Queer Theory for O’Connor’s Everything That Rise Must Converge
In almost a couple of strokes, O’Connor sketched out the family conflict between mother and son. The author also outlined the problem of the era, the break-in consciousness, and fear of incomprehensible changes. The story is dedicated to family relations that stifle, like shackles that pull to the ground. This topic has always aroused the reader’s interest, but not all authors can present these painful points well.
O’Connor seems to be putting pressure on the pain points of his audience, touching on very personal aspects of people’s lives. The feeling of an impending finale, instead of tragic chords, leads to some thoughts. To study the problem of the work, the queer theory can be applied, which assumes that the gender and sexual orientation of an individual are determined not by the biological sex but by the socio-cultural environment and upbringing.
Evans, Robert C. The Critical Reception of Flannery O’Connor, 1952-2017: “Searchers and Discoverers.” Boydell & Brewer, 2018.
This source provides an overview of numerous articles critical of Flannery O’Connor from 1952-to 2017. This shows how the changes in the writer’s critique reflected more significant changes both in society and in various critical approaches. This work is valuable because it can help to look at the author’s work from different angles. The opinions of critics of various times contribute to a better understanding of O’Connor’s literature and vision. The work also allows us to fully assess O’Connor’s contribution to American short fiction, considering her work in the context of the development of the genre and criticism in American literature.
Halley, Janet, and Andrew Parker, eds. After Sex? On Writing Since Queer Theory. Duke University Press, 2020.

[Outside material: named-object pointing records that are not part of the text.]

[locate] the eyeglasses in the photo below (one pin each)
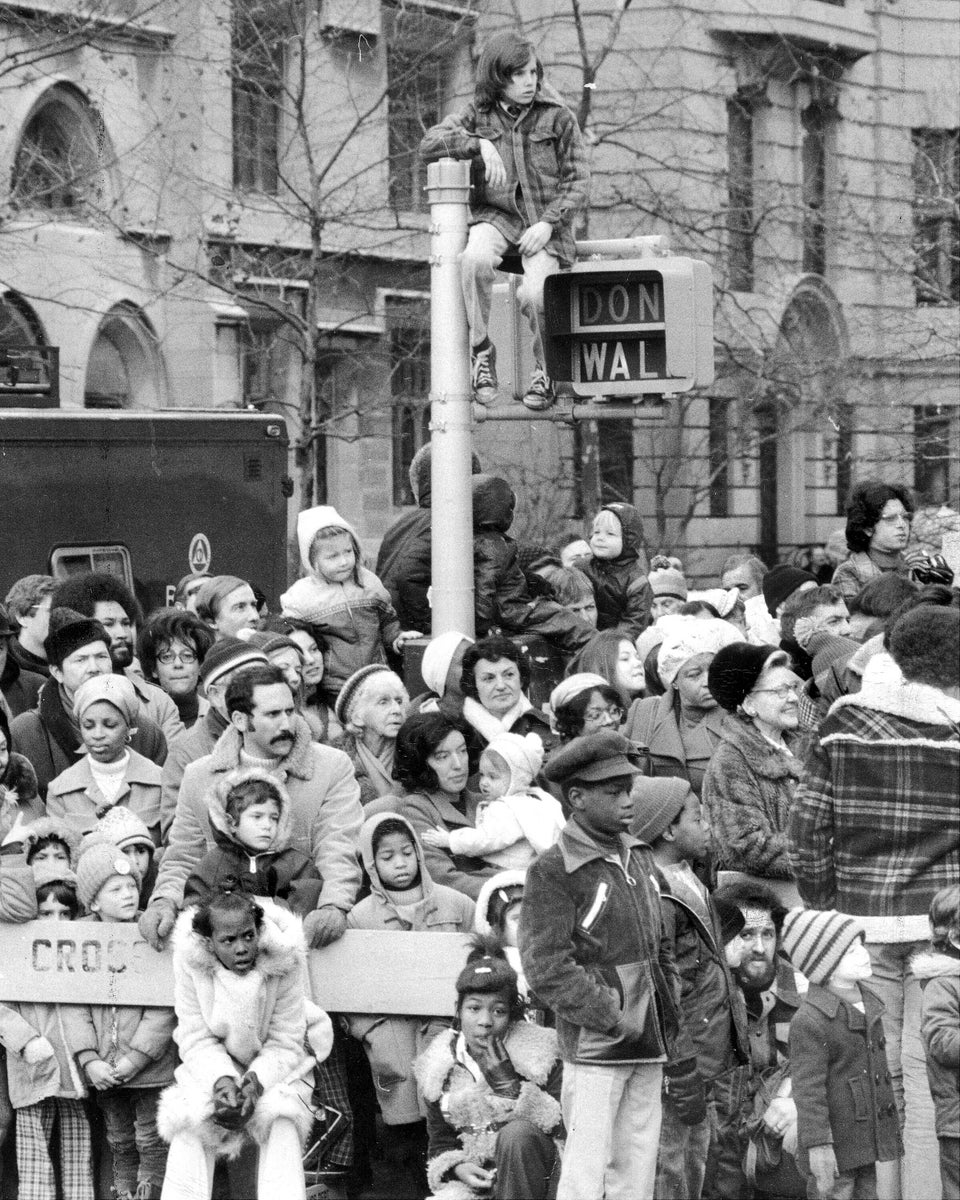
(169, 657)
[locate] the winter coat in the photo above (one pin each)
(623, 593)
(111, 1032)
(841, 1083)
(197, 743)
(282, 873)
(430, 810)
(51, 738)
(76, 799)
(354, 622)
(652, 723)
(940, 1029)
(593, 949)
(465, 1115)
(874, 831)
(713, 1018)
(325, 815)
(501, 595)
(393, 1043)
(231, 1025)
(546, 167)
(748, 795)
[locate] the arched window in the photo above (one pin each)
(125, 369)
(61, 159)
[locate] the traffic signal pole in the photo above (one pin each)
(451, 402)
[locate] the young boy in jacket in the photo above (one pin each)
(593, 949)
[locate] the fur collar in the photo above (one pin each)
(299, 762)
(282, 946)
(911, 701)
(934, 965)
(533, 1050)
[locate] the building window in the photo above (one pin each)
(719, 456)
(257, 69)
(931, 454)
(936, 216)
(424, 51)
(408, 323)
(741, 192)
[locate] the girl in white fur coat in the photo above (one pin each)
(241, 1023)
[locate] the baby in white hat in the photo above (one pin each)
(515, 821)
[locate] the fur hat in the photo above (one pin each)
(69, 631)
(115, 690)
(735, 671)
(815, 941)
(99, 862)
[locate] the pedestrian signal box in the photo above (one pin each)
(630, 329)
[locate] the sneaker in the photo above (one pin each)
(540, 394)
(484, 375)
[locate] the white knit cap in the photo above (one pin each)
(523, 754)
(437, 658)
(687, 636)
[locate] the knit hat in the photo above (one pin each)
(735, 671)
(69, 631)
(575, 685)
(687, 636)
(657, 805)
(228, 654)
(115, 690)
(99, 862)
(667, 582)
(438, 658)
(522, 754)
(780, 582)
(816, 941)
(353, 690)
(124, 828)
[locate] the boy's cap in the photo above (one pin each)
(593, 757)
(815, 941)
(658, 803)
(228, 654)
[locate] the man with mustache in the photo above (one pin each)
(267, 732)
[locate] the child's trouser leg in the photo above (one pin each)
(537, 268)
(190, 1169)
(280, 1175)
(478, 269)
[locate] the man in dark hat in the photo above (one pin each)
(593, 949)
(77, 649)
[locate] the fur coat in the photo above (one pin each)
(473, 1113)
(229, 1025)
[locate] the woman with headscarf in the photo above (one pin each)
(681, 729)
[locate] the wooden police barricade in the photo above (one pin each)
(91, 963)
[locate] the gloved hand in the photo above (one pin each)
(322, 927)
(156, 923)
(683, 1090)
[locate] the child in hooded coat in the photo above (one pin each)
(347, 607)
(281, 871)
(619, 583)
(413, 904)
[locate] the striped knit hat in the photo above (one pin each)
(816, 941)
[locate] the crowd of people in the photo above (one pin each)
(713, 882)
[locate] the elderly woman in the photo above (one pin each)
(431, 766)
(682, 729)
(749, 786)
(585, 703)
(371, 707)
(172, 647)
(877, 532)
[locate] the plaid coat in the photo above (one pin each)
(875, 829)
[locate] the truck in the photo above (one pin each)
(145, 496)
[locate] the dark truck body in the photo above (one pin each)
(143, 495)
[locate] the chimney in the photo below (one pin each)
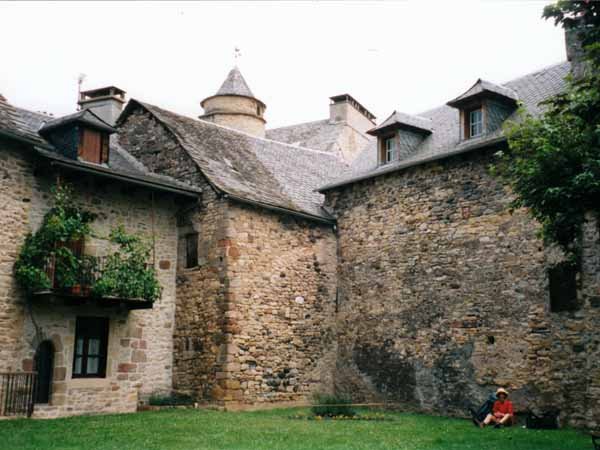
(345, 108)
(106, 102)
(575, 52)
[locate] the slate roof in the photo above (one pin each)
(26, 124)
(400, 120)
(445, 141)
(250, 168)
(12, 121)
(482, 86)
(320, 135)
(235, 84)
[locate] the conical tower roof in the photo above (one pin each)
(235, 84)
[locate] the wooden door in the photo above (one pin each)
(44, 366)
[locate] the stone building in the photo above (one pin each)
(381, 261)
(135, 343)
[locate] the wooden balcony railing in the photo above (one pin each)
(17, 393)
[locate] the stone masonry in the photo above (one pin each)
(254, 320)
(140, 342)
(444, 297)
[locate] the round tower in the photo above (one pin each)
(235, 106)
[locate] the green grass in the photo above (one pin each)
(200, 429)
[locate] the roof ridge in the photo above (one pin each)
(243, 133)
(37, 113)
(535, 72)
(503, 84)
(298, 124)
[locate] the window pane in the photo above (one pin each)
(92, 367)
(77, 366)
(94, 346)
(91, 334)
(475, 122)
(79, 347)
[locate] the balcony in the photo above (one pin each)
(82, 291)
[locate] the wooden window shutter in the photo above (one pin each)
(191, 250)
(105, 148)
(91, 146)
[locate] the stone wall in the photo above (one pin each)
(279, 324)
(444, 297)
(140, 342)
(237, 112)
(200, 290)
(254, 320)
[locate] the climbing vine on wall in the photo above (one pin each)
(47, 259)
(63, 223)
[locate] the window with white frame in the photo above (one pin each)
(390, 151)
(475, 122)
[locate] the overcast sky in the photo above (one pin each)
(406, 55)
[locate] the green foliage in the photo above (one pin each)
(204, 429)
(553, 161)
(63, 223)
(325, 405)
(126, 273)
(173, 399)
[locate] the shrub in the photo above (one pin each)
(325, 405)
(173, 399)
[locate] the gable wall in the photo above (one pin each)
(444, 297)
(201, 291)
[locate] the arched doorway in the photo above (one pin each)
(44, 366)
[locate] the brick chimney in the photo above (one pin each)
(345, 108)
(575, 53)
(106, 103)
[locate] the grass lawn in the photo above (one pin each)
(200, 429)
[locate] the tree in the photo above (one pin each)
(553, 160)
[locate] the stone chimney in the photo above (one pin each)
(235, 106)
(106, 103)
(575, 53)
(344, 108)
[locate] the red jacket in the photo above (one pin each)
(503, 407)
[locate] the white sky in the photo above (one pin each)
(407, 55)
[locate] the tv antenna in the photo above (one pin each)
(80, 80)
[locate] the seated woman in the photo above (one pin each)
(502, 412)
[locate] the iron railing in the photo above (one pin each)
(90, 270)
(17, 393)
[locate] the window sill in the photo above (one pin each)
(85, 383)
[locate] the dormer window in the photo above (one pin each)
(475, 123)
(399, 136)
(93, 146)
(390, 149)
(81, 136)
(483, 108)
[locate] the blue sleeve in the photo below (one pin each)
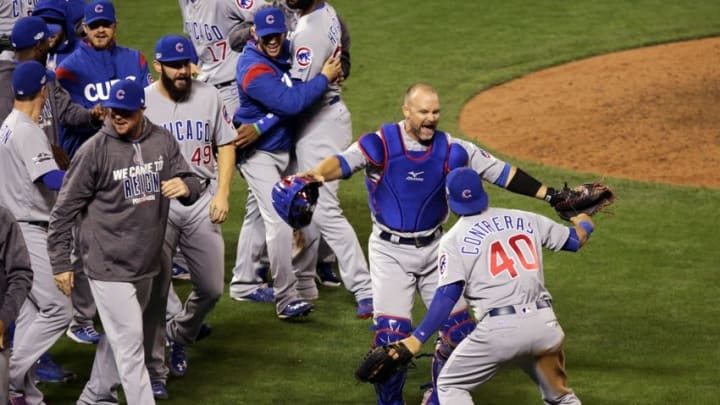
(53, 179)
(573, 242)
(269, 90)
(440, 308)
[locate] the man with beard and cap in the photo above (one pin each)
(120, 182)
(194, 114)
(405, 165)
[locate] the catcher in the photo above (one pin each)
(493, 257)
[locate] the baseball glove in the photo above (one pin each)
(379, 364)
(294, 199)
(61, 157)
(587, 198)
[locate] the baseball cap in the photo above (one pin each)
(28, 78)
(28, 32)
(466, 195)
(171, 48)
(269, 21)
(99, 10)
(126, 94)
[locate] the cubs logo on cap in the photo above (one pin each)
(126, 94)
(303, 56)
(465, 192)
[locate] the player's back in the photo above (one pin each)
(501, 250)
(208, 24)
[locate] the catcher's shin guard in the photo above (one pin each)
(455, 329)
(389, 330)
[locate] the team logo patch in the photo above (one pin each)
(303, 56)
(442, 265)
(245, 4)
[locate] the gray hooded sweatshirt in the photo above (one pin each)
(114, 185)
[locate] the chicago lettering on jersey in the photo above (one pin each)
(204, 31)
(100, 91)
(189, 130)
(478, 232)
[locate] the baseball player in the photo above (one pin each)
(120, 182)
(16, 278)
(493, 257)
(405, 165)
(87, 74)
(29, 192)
(265, 87)
(193, 112)
(326, 130)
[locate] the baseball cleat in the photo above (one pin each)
(47, 371)
(365, 308)
(178, 359)
(180, 273)
(326, 276)
(86, 335)
(296, 309)
(266, 294)
(159, 390)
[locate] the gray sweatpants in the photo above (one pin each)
(120, 357)
(42, 320)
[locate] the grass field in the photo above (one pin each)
(639, 305)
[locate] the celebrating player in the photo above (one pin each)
(120, 182)
(193, 112)
(265, 87)
(405, 165)
(29, 192)
(493, 256)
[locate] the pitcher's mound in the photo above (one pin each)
(648, 114)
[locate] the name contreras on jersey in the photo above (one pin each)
(203, 31)
(101, 90)
(480, 230)
(189, 130)
(140, 180)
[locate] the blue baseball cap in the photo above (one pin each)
(99, 10)
(28, 32)
(29, 77)
(270, 21)
(466, 195)
(171, 48)
(126, 94)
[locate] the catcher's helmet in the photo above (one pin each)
(294, 199)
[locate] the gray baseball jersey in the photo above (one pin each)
(196, 124)
(25, 156)
(390, 263)
(498, 254)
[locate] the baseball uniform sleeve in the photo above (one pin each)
(16, 266)
(34, 151)
(78, 188)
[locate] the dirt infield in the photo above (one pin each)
(648, 114)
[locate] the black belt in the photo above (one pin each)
(224, 84)
(510, 309)
(419, 241)
(333, 100)
(42, 224)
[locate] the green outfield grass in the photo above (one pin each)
(639, 304)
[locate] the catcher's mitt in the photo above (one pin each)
(61, 157)
(587, 198)
(379, 364)
(294, 199)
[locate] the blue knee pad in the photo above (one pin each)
(388, 330)
(455, 329)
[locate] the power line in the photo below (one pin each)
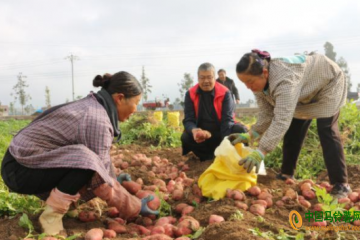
(72, 58)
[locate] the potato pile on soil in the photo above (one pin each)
(172, 177)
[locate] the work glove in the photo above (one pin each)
(253, 160)
(245, 138)
(236, 138)
(145, 210)
(123, 177)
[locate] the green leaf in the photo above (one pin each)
(25, 222)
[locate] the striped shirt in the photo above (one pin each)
(77, 135)
(315, 88)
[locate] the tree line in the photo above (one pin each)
(20, 94)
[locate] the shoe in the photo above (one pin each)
(284, 177)
(340, 190)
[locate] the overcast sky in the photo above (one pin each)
(168, 38)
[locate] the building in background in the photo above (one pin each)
(4, 111)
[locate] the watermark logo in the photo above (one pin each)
(295, 220)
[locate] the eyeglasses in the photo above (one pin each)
(206, 77)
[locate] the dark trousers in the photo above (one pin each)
(206, 149)
(26, 180)
(332, 147)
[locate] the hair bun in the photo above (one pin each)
(262, 54)
(98, 81)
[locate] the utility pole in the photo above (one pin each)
(72, 58)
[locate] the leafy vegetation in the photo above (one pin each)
(311, 161)
(142, 129)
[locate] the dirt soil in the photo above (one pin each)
(275, 218)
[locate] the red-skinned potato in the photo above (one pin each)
(305, 187)
(320, 224)
(117, 227)
(215, 219)
(264, 195)
(279, 203)
(228, 193)
(157, 237)
(241, 205)
(317, 207)
(94, 234)
(308, 194)
(124, 165)
(196, 190)
(108, 233)
(187, 210)
(354, 197)
(269, 202)
(290, 193)
(120, 221)
(154, 204)
(140, 181)
(183, 238)
(87, 216)
(305, 203)
(177, 194)
(257, 209)
(344, 200)
(165, 220)
(158, 230)
(327, 186)
(261, 202)
(356, 222)
(237, 195)
(180, 207)
(290, 181)
(169, 230)
(254, 191)
(186, 226)
(131, 187)
(112, 212)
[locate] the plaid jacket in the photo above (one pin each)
(314, 89)
(77, 135)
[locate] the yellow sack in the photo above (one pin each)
(158, 116)
(173, 119)
(225, 172)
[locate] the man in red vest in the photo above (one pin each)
(209, 115)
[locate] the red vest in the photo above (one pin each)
(219, 90)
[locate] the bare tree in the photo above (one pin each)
(47, 97)
(19, 92)
(11, 108)
(185, 84)
(145, 84)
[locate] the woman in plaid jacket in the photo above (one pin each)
(290, 93)
(64, 154)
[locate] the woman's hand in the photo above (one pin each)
(145, 210)
(200, 135)
(253, 160)
(123, 177)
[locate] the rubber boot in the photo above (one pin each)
(57, 205)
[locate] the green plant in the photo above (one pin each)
(165, 208)
(311, 162)
(140, 129)
(328, 202)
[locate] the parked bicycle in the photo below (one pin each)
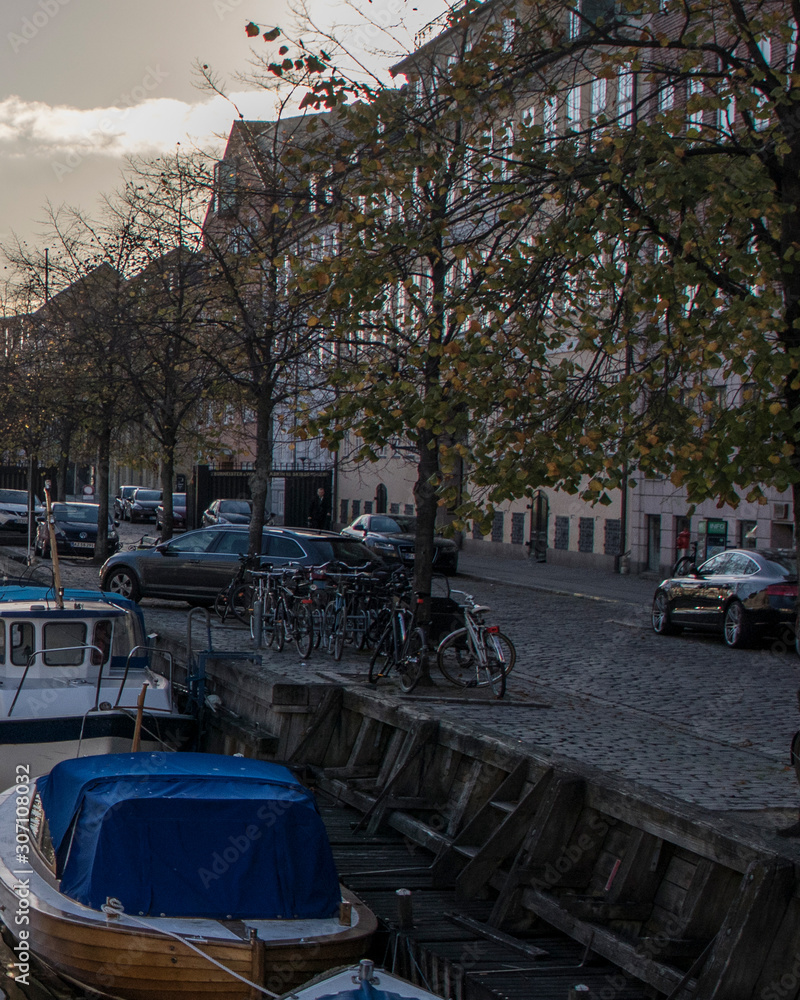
(293, 612)
(237, 598)
(403, 645)
(477, 654)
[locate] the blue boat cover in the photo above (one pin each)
(365, 992)
(190, 835)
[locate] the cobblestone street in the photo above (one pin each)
(683, 715)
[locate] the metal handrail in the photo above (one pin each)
(147, 649)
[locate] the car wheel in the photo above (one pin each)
(736, 629)
(123, 582)
(660, 618)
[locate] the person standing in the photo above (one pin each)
(319, 514)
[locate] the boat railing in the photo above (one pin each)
(165, 653)
(33, 657)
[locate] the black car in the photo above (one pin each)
(194, 567)
(75, 529)
(124, 493)
(740, 593)
(228, 512)
(392, 536)
(178, 513)
(141, 505)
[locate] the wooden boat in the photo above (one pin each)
(72, 668)
(158, 876)
(360, 982)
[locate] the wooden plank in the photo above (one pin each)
(628, 955)
(743, 942)
(640, 870)
(314, 742)
(508, 834)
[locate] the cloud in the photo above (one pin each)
(150, 127)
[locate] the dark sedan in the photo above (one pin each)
(75, 527)
(194, 567)
(392, 536)
(741, 593)
(178, 513)
(228, 512)
(141, 506)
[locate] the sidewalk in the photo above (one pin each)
(579, 582)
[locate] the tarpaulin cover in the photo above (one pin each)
(192, 835)
(365, 992)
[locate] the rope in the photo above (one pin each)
(208, 958)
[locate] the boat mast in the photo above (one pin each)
(54, 550)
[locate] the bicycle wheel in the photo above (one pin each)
(329, 621)
(382, 659)
(221, 605)
(456, 658)
(304, 630)
(337, 638)
(280, 625)
(501, 650)
(241, 601)
(318, 622)
(360, 623)
(493, 673)
(415, 659)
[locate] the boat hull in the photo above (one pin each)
(145, 965)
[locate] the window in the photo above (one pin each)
(64, 644)
(599, 97)
(586, 534)
(224, 187)
(550, 121)
(666, 97)
(284, 548)
(22, 643)
(574, 109)
(695, 117)
(625, 91)
(498, 526)
(102, 640)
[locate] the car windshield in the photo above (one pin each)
(782, 563)
(341, 550)
(394, 525)
(75, 513)
(234, 507)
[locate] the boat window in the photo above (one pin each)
(101, 639)
(128, 634)
(58, 638)
(22, 643)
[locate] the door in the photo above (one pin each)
(654, 542)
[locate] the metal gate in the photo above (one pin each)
(300, 487)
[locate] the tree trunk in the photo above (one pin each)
(101, 490)
(260, 477)
(167, 479)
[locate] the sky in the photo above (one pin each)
(85, 83)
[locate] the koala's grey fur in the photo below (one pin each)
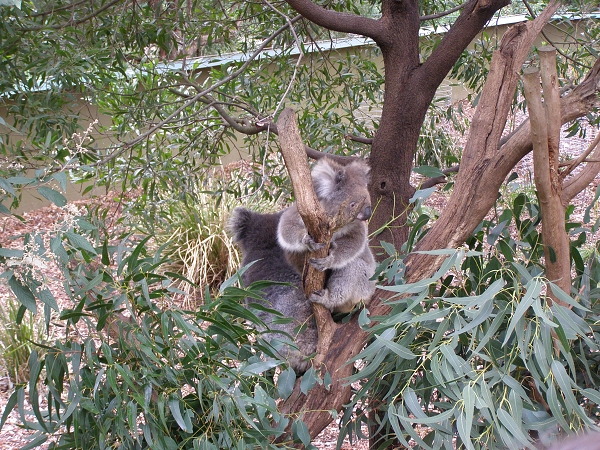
(256, 234)
(350, 260)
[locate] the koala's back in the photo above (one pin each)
(256, 234)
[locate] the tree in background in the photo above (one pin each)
(169, 126)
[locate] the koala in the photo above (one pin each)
(350, 262)
(256, 235)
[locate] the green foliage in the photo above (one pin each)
(133, 370)
(476, 353)
(20, 334)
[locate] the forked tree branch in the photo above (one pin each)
(337, 21)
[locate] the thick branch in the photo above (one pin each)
(443, 13)
(479, 179)
(539, 134)
(336, 21)
(441, 179)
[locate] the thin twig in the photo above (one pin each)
(194, 99)
(581, 158)
(300, 56)
(443, 13)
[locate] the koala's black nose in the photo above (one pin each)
(365, 213)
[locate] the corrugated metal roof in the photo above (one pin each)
(205, 62)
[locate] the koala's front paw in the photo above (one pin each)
(318, 296)
(321, 264)
(311, 244)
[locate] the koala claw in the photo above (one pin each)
(321, 264)
(311, 244)
(317, 296)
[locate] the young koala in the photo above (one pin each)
(256, 234)
(350, 261)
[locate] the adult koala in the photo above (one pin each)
(350, 261)
(256, 234)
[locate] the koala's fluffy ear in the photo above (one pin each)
(363, 168)
(326, 174)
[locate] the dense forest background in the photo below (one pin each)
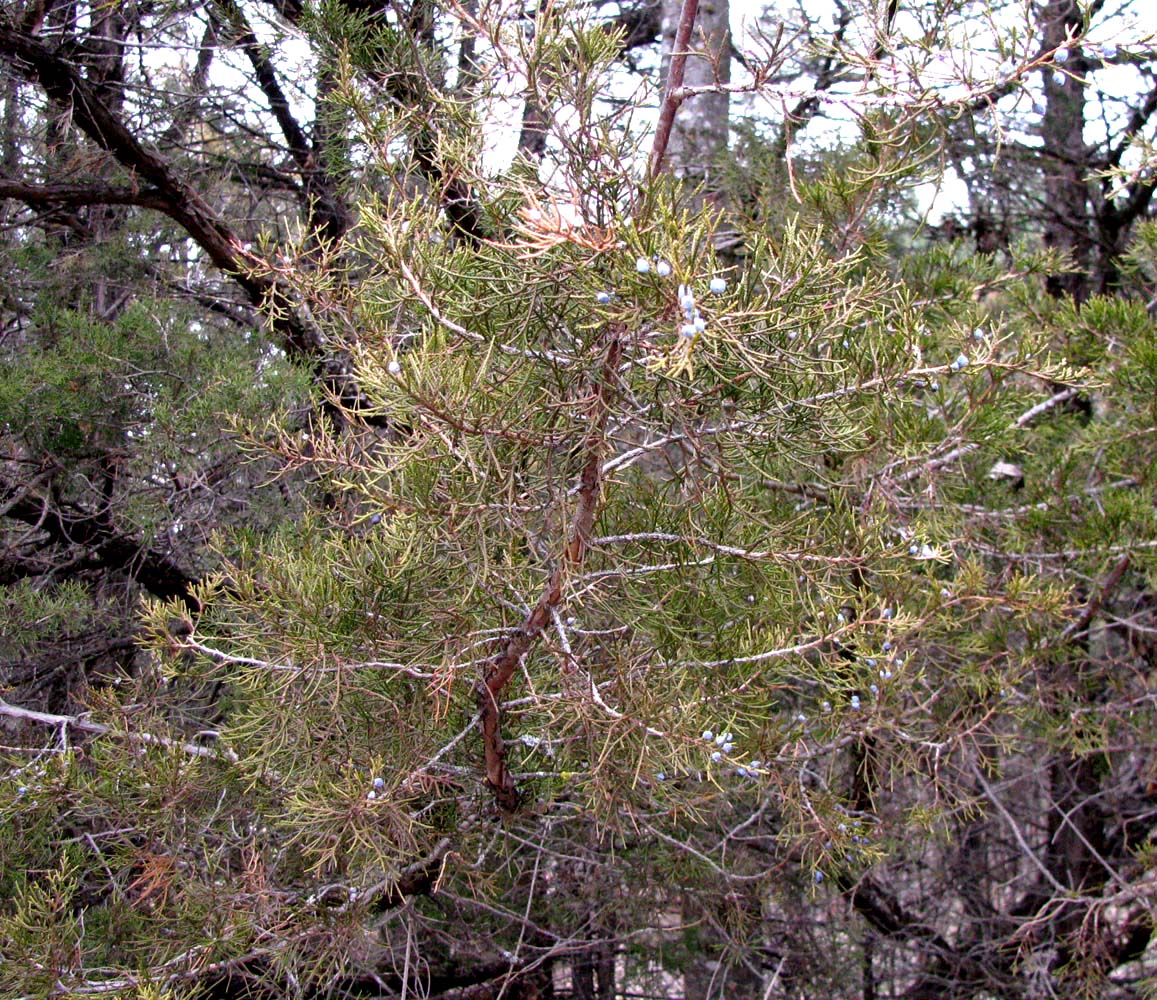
(521, 501)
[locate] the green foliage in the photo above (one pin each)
(780, 594)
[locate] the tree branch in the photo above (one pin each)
(502, 666)
(672, 90)
(157, 573)
(75, 195)
(64, 83)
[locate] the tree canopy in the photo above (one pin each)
(498, 504)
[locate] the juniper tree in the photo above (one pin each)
(632, 582)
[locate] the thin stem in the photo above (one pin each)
(672, 93)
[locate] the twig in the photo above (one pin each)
(672, 93)
(65, 722)
(502, 666)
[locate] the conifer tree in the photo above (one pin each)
(604, 603)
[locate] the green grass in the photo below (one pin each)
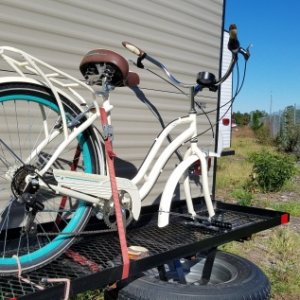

In this source, the authors offer personal reflections on the history, achievements, potential, and limitations of queer theory. They explore the purpose of this theory and the extent to which it relates to the sex and sexuality of the individual. The concept of queer appeared in the artistic environment in the second half of the last century, in the wake of a radical renewal of the languages of science and language, which actively borrowed new concepts from fiction and everyday life (Halley and Andrew 21). This source is valuable as it considers queer theory from various aspects, not only social but also, for example, political. The authors also explore the interaction of theory with issues of transnationality and globalization. The study will be helpful in this paper as it will give a complete understanding of queer theory. In turn, understanding this concept will help to interpret O’Connor’s work better.
Kessler, Edward. Flannery O’Connor and the Language of Apocalypse. Princeton University Press, 2017.
This work shows how Flannery O’Connor uses repetitive figures of speech to transform or recreate the external world. The author explores the features of the writer’s works and how they can influence the formation of the author’s style and reputation. A seemingly harmless story is transformed by the author into something challenging, luring the reader’s attention. The characteristic transition from a story novel to a novel in which the story is subordinated to the psychological disclosure of characters, the study of the oddities of human nature is one of the main features of the author. The book will help in a better understanding of the writer’s work. With Flannery O’Connor and the Language of Apocalypse’s help, it can be understood how O’Connor created her works and why she used specific means of expression.